Generally speaking, directors and officers of a corporation have three basic responsibilities to the organization. They are:
- Duty of Care
Duty of Care may also be referred to as Duty of Diligence, and it refers to acting in good faith on behalf of the company.
- Duty of Loyalty
The Duty of Loyalty means that officers are expected to place the organization’s interests ahead of their own personal interests.
- Duty of Obedience
The Duty of Obedience is a demand that the officers act in accordance with the organization’s rules and laws.
If any of those duties are not adhered to then shareholders and corporate insiders are able to file suit against the directors and officers responsible.
Many of the claims filed against corporate officers are for breach of fiduciary duty and are based on a belief that the business has suffered harm because the officer didn’t live up to his obligations. Fiduciary duty is the responsibility that a corporate director or officer has to act in the best interest of the corporation over their own interest and to be loyal, act in good faith and with integrity. Examples of breaches of fiduciary duty include the use of the company’s assets for personal benefit or gain, leaving the corporation without providing ample or appropriate notice, having a financial interest in a company with which the corporation is doing business, or directing business towards a company with which the officer has an association. Similarly, suits can be filed for nonperformance of the actual duties of their job.

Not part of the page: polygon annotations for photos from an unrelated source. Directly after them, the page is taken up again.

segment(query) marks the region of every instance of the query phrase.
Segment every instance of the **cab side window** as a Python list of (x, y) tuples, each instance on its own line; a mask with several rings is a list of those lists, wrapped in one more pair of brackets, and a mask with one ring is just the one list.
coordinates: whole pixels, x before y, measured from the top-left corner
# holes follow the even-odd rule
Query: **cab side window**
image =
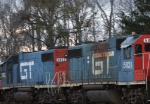
[(136, 44), (135, 46), (135, 54), (141, 54), (142, 53), (142, 45)]
[(131, 46), (124, 48), (124, 58), (131, 58)]
[(145, 44), (145, 51), (150, 52), (150, 44)]
[(8, 62), (7, 63), (7, 70), (11, 70), (13, 67), (13, 63), (12, 62)]

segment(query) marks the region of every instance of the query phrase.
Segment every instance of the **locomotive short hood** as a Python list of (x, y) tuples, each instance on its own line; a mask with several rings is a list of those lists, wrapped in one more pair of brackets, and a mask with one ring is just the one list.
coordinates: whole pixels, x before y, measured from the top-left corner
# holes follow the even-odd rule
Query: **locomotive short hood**
[(123, 43), (121, 44), (121, 48), (126, 48), (130, 45), (133, 45), (134, 42), (136, 40), (138, 40), (139, 36), (131, 36), (131, 37), (128, 37), (126, 40), (123, 41)]

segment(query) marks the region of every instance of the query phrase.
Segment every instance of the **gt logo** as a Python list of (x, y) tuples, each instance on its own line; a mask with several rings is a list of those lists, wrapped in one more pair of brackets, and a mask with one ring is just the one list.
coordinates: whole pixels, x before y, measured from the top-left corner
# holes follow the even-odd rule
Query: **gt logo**
[[(94, 75), (99, 75), (103, 73), (103, 61), (94, 62), (95, 58), (107, 58), (107, 74), (109, 74), (109, 57), (114, 56), (114, 51), (111, 52), (103, 52), (103, 53), (94, 53), (92, 56), (92, 73)], [(99, 70), (95, 70), (95, 66), (100, 66)]]
[(57, 62), (65, 62), (65, 61), (67, 61), (67, 59), (66, 58), (57, 58), (56, 61)]
[(34, 61), (20, 63), (20, 75), (21, 79), (25, 80), (28, 78), (27, 69), (23, 69), (23, 66), (29, 66), (29, 78), (31, 79), (31, 66), (34, 65)]

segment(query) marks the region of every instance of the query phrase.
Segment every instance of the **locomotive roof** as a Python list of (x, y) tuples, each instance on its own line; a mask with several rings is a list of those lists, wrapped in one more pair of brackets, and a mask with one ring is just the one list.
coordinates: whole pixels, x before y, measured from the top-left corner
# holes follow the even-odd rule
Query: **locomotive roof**
[(124, 40), (121, 44), (121, 48), (126, 48), (132, 44), (139, 38), (139, 36), (130, 36), (126, 40)]

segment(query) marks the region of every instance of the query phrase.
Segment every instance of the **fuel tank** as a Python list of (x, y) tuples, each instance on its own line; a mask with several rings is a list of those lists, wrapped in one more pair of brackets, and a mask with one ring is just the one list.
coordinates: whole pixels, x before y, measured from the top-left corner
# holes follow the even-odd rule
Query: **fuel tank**
[(124, 104), (122, 94), (115, 90), (91, 90), (87, 91), (87, 98), (93, 103)]
[(34, 100), (34, 96), (31, 92), (16, 92), (14, 98), (18, 102), (31, 102)]
[(93, 103), (112, 103), (106, 90), (87, 91), (87, 98)]

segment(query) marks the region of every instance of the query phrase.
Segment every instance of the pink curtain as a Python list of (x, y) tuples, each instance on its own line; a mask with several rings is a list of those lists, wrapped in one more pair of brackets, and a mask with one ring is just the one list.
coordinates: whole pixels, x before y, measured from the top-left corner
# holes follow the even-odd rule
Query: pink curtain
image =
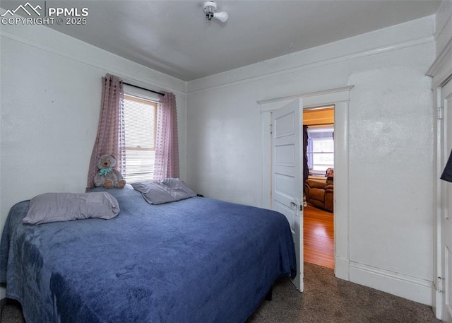
[(94, 187), (94, 177), (97, 172), (97, 159), (108, 153), (117, 158), (114, 169), (119, 172), (125, 165), (125, 132), (124, 91), (122, 81), (117, 76), (107, 74), (102, 78), (102, 105), (97, 136), (94, 143), (86, 190)]
[(179, 177), (176, 96), (165, 93), (158, 103), (154, 180)]

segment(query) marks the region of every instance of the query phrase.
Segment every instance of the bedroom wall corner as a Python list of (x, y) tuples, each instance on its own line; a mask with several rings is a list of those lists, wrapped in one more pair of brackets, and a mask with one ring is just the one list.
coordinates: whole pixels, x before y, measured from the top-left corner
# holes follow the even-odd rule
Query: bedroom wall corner
[(0, 233), (16, 203), (85, 191), (107, 73), (176, 95), (186, 178), (185, 81), (42, 25), (2, 25), (0, 45)]
[[(196, 189), (208, 197), (268, 205), (261, 184), (269, 148), (256, 102), (354, 86), (344, 201), (349, 237), (342, 237), (350, 249), (341, 270), (350, 269), (351, 281), (431, 305), (432, 160), (419, 149), (432, 145), (425, 72), (434, 59), (434, 33), (429, 16), (189, 82), (187, 168)], [(404, 163), (411, 160), (412, 167)], [(405, 182), (410, 189), (400, 189)], [(394, 276), (403, 283), (394, 284)]]

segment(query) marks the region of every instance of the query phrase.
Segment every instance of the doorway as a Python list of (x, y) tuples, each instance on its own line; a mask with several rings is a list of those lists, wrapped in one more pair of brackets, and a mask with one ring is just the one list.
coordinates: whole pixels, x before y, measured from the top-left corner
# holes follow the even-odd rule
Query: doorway
[(272, 209), (272, 154), (270, 135), (272, 112), (280, 109), (297, 98), (302, 99), (303, 106), (307, 108), (328, 105), (335, 106), (334, 274), (336, 277), (345, 281), (350, 280), (350, 268), (348, 127), (349, 102), (352, 88), (352, 86), (258, 101), (261, 107), (261, 136), (264, 147), (262, 156), (262, 206), (266, 209)]
[(334, 269), (334, 105), (303, 110), (306, 262)]

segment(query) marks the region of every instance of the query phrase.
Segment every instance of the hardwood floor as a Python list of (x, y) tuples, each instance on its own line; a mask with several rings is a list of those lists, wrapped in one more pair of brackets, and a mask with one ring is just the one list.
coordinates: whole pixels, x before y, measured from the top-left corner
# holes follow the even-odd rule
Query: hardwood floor
[(308, 204), (303, 214), (304, 261), (334, 269), (333, 213)]

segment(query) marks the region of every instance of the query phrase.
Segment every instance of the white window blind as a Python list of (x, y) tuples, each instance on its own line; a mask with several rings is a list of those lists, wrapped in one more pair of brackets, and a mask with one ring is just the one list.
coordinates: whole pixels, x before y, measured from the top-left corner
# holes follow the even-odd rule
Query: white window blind
[(124, 94), (126, 167), (129, 183), (153, 180), (155, 158), (157, 102)]
[(308, 168), (311, 175), (324, 176), (326, 169), (334, 167), (333, 127), (308, 128)]

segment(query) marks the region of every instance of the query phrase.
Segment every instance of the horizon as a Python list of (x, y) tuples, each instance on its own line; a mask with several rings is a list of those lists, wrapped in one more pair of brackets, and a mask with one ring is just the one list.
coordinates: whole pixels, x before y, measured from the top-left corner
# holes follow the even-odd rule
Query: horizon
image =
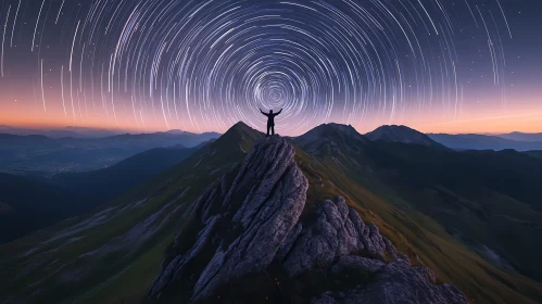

Corporate officers can also be held liable for misconduct, particularly if they have participated in or authorized the wrongful act or engage in fraud. An officer cannot escape liability by indicating that their actions were taken on behalf of the organization. However, if the director’s actions are deemed negligent rather than intentional, personal liability is generally avoided.
Director liability is a complex area of law that requires experience and specialized knowledge. The Philadelphia law firm of Bochetto & Lentz vigorously defend officers against liability claims filed by shareholders, regulatory agencies and more.